Rather than expressing how to take an arbitrary list and rearrange the elements so that they're sorted you express what means for a list to be sorted and let the algorithm figure out how to get there.
* An empty list is sorted.
* A single element is sorted.
* If one splits the list into its first element and its remainder then it is sorted if the remainder is sorted and the first element is less than or equal to the head of the remainder.
This doesn't lead to an efficient sort but it is enough for an algorithm to take any list and produce its sorted form. You can, with the right constraints, get a goal oriented system to carry just about every sorting algorithm and the benefit is that they're really concise and they read like the high level pseudocode you might see in an algorithms class.
if this was true, why would we have so many sorting algorithms in the first place?
It's not enough to express the desired result. We would also need to express our preferences for all the other decisions and trade-offs that are made during software development. Do we need this sort to be fast or use as little memory as possible? Synchronous? Does it need an index? Are we optimising for writes or reads? Persistence? What language are we sorting by?
That's for a simple sort. By the time you get into actual problems then it all gets more complex and the trade-offs become something you need to understand before making a decision on. Having an expert to make those decisions is good.
One advantage could be ease of refactoring.
Imagine starting with "goal: the list is sorted", but the resulting program is uses too much space to achieve it.
It could be a lot easier to add "goal: the list is sorted in O(n) space" than it is to rewrite your sorting algorithm.
i dont see how this is different from any other built in function, or external library really. perhaps it seems different because there are alot of well known sorting algorithms that have different strengths and weaknesses? there are any number of ways of summing a list (most of them stupid), does sum() qualify as goal oriented? i dont think what your saying is without merit, but i do think the taxonomy needs to be discarded if thats what its referring to.
The difference is that those three statements encapsulate the entire source code required to perform a sort. It's not calling any kind of built-in sorting function. From those constraints the system is able to logically derive the sorted list.
> those three statements encapsulate the entire source code required to perform a sort.
It is calling the resolver system though and all the accompanying functions that actually do the sorting.
Not sure what is your definition of "source code", but I'm pretty sure nobody counts external library function implementations as source code for the program. Same as you don't count OS kernel as part of your program's source code.
When you use a library to sort an array, you're not telling the computer how to sort an array, nor are you telling the computer what a sorted array is. That distinction is for the person implementing the sort, not really as relevant for someone just using it.
interesting. So merge sort might be something like?
* empty list is sorted
* a single element is sorted
* merging two sorted lists results in a sorted list
Are there languages that could take this and do merge sort?
To me, "goal oriented programming" sounds closer to specifying your program's behavior somehow and letting your programming environment figure out the best implementation on its own.
It'd be kind of like test-driven or behavior-driven development, except that the programmer only writes the test cases, and the programming environment generates a program that passes the tests.

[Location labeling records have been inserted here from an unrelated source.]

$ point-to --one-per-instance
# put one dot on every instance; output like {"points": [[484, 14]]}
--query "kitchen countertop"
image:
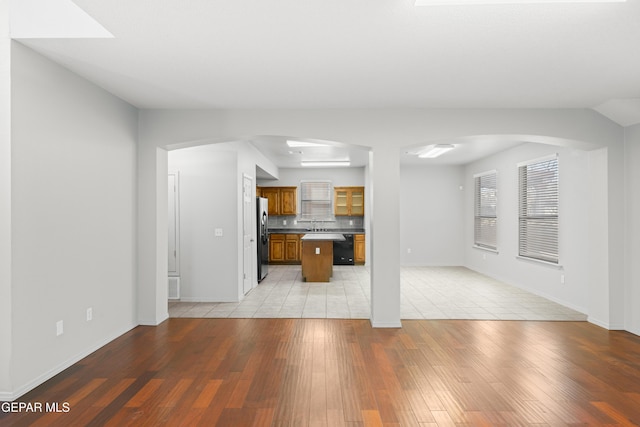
{"points": [[322, 236], [328, 230]]}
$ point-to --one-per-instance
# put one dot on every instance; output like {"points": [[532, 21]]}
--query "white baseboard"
{"points": [[375, 324], [153, 322], [39, 380], [198, 299]]}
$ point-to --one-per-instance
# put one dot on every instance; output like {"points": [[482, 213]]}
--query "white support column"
{"points": [[384, 219], [152, 235], [5, 205]]}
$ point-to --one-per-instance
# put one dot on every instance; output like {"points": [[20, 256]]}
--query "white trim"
{"points": [[41, 379], [539, 160], [154, 322], [375, 324], [176, 217], [198, 299]]}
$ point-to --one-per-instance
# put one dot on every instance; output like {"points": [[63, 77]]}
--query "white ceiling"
{"points": [[354, 54]]}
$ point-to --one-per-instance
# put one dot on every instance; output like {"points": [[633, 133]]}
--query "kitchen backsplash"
{"points": [[341, 222]]}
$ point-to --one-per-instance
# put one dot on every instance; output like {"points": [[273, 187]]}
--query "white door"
{"points": [[248, 213], [174, 229]]}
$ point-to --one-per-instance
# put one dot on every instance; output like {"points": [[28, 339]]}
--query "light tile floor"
{"points": [[426, 293]]}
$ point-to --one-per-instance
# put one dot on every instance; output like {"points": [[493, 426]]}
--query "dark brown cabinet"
{"points": [[358, 248]]}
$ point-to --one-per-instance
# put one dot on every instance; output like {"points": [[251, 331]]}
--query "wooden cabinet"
{"points": [[358, 248], [292, 245], [276, 248], [348, 201], [282, 200], [285, 248]]}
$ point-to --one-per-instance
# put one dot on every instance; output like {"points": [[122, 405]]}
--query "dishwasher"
{"points": [[343, 251]]}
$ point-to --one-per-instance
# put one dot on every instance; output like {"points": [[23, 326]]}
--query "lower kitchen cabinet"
{"points": [[292, 245], [358, 248], [285, 248], [276, 248]]}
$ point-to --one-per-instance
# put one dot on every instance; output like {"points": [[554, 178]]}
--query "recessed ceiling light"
{"points": [[486, 2], [435, 151], [297, 144], [327, 163]]}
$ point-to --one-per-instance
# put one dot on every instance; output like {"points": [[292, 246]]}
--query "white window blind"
{"points": [[486, 218], [538, 209], [316, 200]]}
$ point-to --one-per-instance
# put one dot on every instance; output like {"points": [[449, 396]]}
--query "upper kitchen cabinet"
{"points": [[348, 201], [282, 200]]}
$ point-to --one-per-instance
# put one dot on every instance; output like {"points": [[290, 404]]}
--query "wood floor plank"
{"points": [[325, 372]]}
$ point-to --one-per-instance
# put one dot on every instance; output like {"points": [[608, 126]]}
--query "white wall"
{"points": [[387, 131], [431, 215], [208, 200], [574, 233], [5, 203], [632, 229], [73, 213], [344, 177]]}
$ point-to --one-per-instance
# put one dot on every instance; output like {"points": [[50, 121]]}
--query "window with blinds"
{"points": [[316, 200], [486, 218], [538, 209]]}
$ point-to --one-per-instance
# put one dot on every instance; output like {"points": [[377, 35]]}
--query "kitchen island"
{"points": [[317, 256]]}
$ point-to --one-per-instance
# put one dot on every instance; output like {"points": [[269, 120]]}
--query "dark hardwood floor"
{"points": [[322, 372]]}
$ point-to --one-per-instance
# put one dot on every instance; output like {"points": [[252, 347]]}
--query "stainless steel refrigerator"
{"points": [[263, 237]]}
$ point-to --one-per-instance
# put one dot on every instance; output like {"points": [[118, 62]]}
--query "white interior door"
{"points": [[248, 213], [174, 228]]}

There's some truth in what you say, but there's a leap that we have not yet been able to make. The way I think of it, anyway, is that we'd like to specify just the contract (preconditions and postconditions) of a module, and have an efficient implementation synthesized automagically (complete with well-designed submodules with their own contracts).
That capability would be more than just another rung up the abstraction ladder.

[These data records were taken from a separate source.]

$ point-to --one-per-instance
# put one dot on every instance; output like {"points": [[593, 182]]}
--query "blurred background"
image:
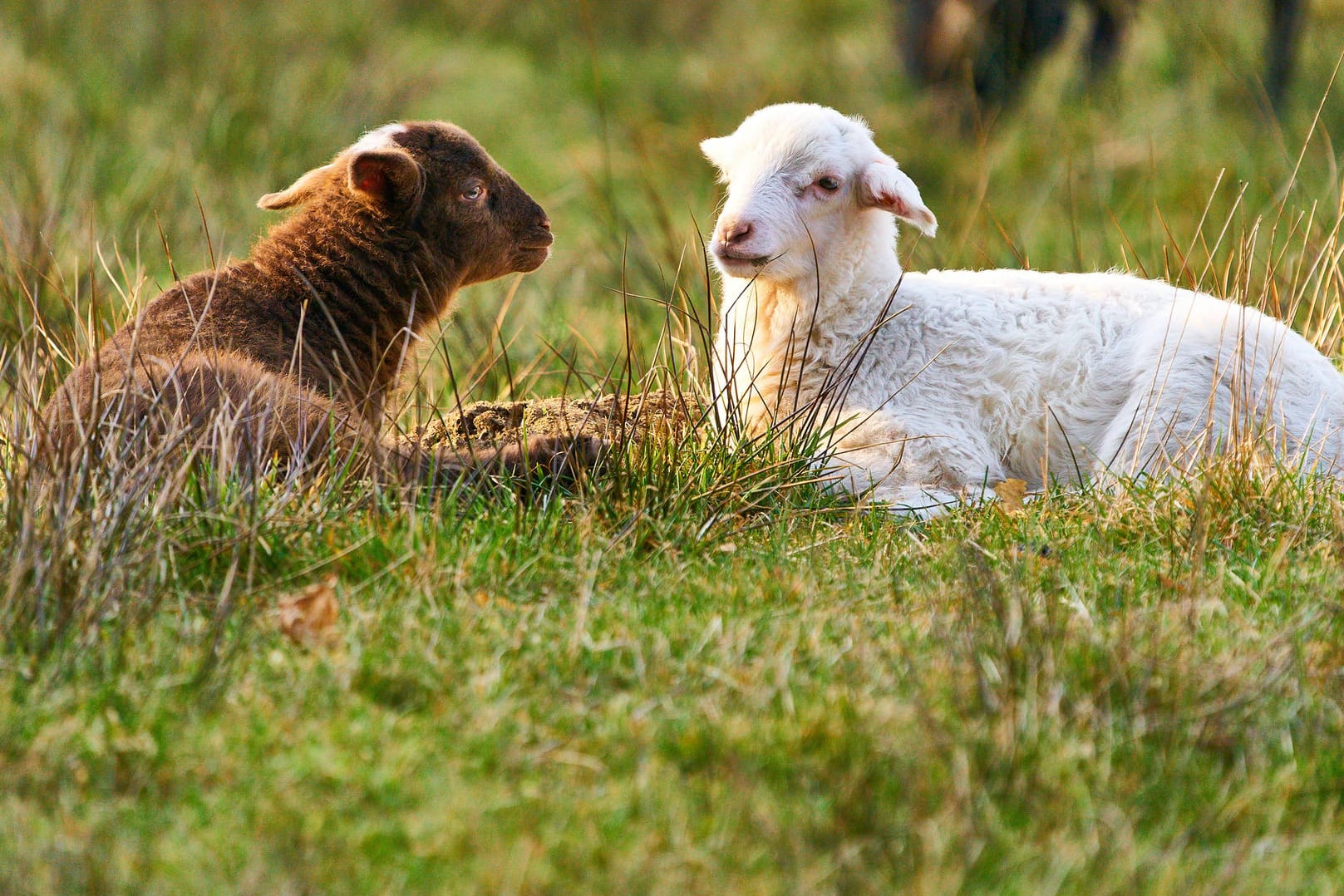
{"points": [[1147, 135]]}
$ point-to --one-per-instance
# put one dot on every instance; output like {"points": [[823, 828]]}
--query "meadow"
{"points": [[698, 671]]}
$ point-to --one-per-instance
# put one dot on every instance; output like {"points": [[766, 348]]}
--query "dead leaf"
{"points": [[309, 618], [1011, 495]]}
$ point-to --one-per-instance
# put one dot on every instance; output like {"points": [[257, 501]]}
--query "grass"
{"points": [[692, 675]]}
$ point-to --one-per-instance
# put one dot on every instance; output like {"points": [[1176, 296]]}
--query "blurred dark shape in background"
{"points": [[993, 45]]}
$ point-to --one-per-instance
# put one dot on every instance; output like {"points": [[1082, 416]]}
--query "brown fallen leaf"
{"points": [[309, 618], [1011, 495]]}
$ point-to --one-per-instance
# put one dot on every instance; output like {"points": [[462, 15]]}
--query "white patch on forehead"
{"points": [[379, 139]]}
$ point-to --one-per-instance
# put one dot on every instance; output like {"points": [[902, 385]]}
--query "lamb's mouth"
{"points": [[731, 257]]}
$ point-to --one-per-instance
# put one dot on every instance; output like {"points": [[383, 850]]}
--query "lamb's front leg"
{"points": [[908, 469]]}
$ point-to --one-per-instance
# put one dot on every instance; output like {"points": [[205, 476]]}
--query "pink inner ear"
{"points": [[372, 180], [891, 202]]}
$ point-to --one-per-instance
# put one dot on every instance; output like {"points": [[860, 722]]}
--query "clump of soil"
{"points": [[655, 416]]}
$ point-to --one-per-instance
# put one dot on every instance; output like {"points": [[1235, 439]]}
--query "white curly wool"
{"points": [[933, 386]]}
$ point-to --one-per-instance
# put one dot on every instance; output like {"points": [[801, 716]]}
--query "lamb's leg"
{"points": [[248, 416], [914, 475]]}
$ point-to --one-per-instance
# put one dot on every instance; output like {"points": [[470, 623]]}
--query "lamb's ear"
{"points": [[884, 185], [386, 176], [716, 150], [296, 192]]}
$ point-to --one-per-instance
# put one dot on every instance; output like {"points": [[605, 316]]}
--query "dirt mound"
{"points": [[657, 416]]}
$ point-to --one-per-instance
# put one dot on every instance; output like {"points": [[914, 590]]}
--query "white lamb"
{"points": [[930, 387]]}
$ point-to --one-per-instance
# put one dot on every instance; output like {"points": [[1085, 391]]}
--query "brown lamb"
{"points": [[293, 352]]}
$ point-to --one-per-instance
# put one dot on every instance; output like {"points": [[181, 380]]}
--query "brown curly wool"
{"points": [[289, 355]]}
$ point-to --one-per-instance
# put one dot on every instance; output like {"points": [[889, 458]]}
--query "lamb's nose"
{"points": [[736, 231]]}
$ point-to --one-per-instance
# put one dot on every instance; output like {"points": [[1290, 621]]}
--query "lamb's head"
{"points": [[433, 180], [804, 179]]}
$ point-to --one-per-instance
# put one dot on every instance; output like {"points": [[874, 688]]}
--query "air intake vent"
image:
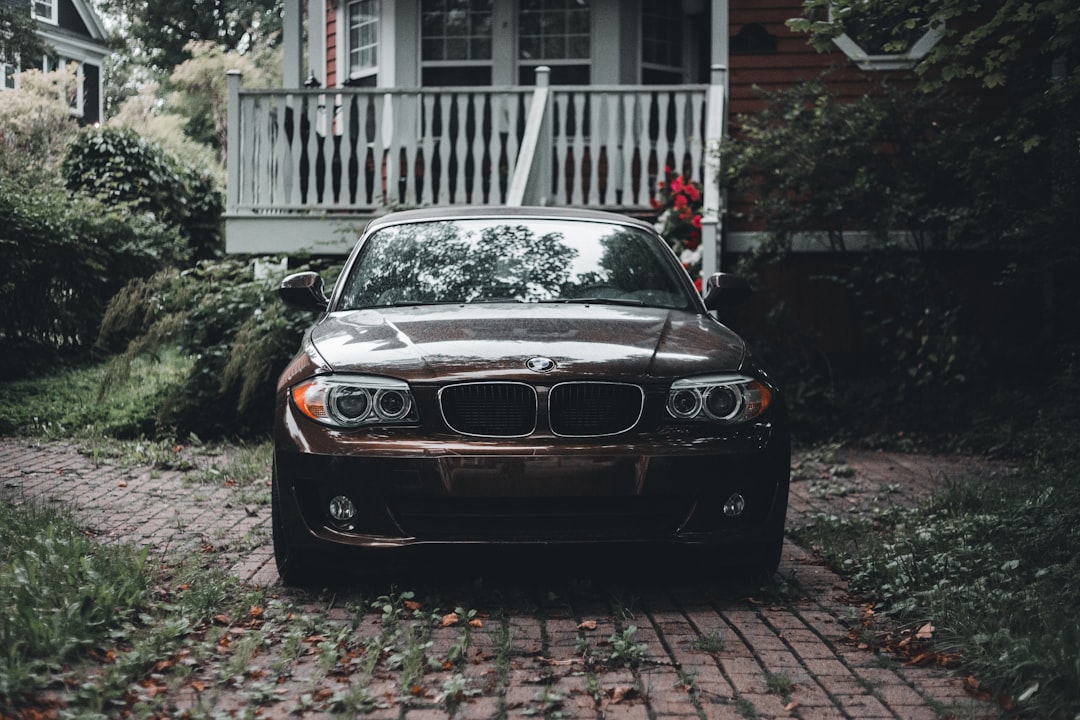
{"points": [[490, 409], [590, 409]]}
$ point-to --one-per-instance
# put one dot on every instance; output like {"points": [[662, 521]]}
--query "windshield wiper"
{"points": [[596, 301], [407, 303]]}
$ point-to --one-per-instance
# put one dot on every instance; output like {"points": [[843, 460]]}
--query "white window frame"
{"points": [[461, 63], [4, 70], [552, 62], [906, 60], [52, 18], [352, 71]]}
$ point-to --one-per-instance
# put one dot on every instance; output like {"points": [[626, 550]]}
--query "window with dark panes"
{"points": [[456, 42], [662, 43], [556, 34], [45, 10]]}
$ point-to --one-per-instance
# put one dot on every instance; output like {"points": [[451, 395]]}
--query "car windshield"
{"points": [[518, 260]]}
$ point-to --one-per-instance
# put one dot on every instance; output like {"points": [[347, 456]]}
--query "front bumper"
{"points": [[412, 491]]}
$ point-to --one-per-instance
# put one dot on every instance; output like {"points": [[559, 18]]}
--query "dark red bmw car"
{"points": [[523, 377]]}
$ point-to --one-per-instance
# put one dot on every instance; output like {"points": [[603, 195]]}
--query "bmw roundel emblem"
{"points": [[540, 364]]}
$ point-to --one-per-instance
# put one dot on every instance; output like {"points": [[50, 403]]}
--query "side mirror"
{"points": [[304, 290], [724, 289]]}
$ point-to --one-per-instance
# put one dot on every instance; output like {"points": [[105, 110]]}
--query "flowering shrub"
{"points": [[679, 221]]}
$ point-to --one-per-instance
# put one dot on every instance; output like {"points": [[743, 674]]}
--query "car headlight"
{"points": [[727, 398], [355, 401]]}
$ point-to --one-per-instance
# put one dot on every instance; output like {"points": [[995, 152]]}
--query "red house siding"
{"points": [[794, 59]]}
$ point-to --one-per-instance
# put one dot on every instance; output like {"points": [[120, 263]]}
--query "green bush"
{"points": [[122, 168], [232, 326], [64, 258]]}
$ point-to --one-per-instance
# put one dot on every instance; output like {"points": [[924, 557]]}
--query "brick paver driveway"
{"points": [[552, 643]]}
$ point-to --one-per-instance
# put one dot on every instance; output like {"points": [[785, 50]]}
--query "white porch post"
{"points": [[293, 43], [232, 143], [715, 128]]}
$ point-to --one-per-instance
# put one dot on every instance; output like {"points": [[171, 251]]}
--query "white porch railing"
{"points": [[358, 152]]}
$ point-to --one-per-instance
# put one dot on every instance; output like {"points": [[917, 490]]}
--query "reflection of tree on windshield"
{"points": [[630, 265], [448, 262]]}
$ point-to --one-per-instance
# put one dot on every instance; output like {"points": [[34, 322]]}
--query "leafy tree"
{"points": [[200, 90], [159, 30], [65, 256], [18, 34], [1023, 170], [982, 154], [36, 125]]}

Interestingly, the problem of reasoning about programs at that level seems to be pretty nearly "AI-complete". This is true even though it's a formal domain -- one doesn't need, for example, the intuitions about the behavior of physical objects that we humans acquire through years of experience, nor an understanding of human behavior and emotions, etc. etc. We work pretty hard to make sure the behavior of a program is predictable just from understanding the program itself (there are occasional exceptions, of course). Yet even reasoning in such a restricted domain, about even very pedestrian programs, is beyond the state of the AI art at the moment.
It's a particular kind of abstraction, and it's definitely not new -- others have already mentioned SQL and Prolog, but there's also Make.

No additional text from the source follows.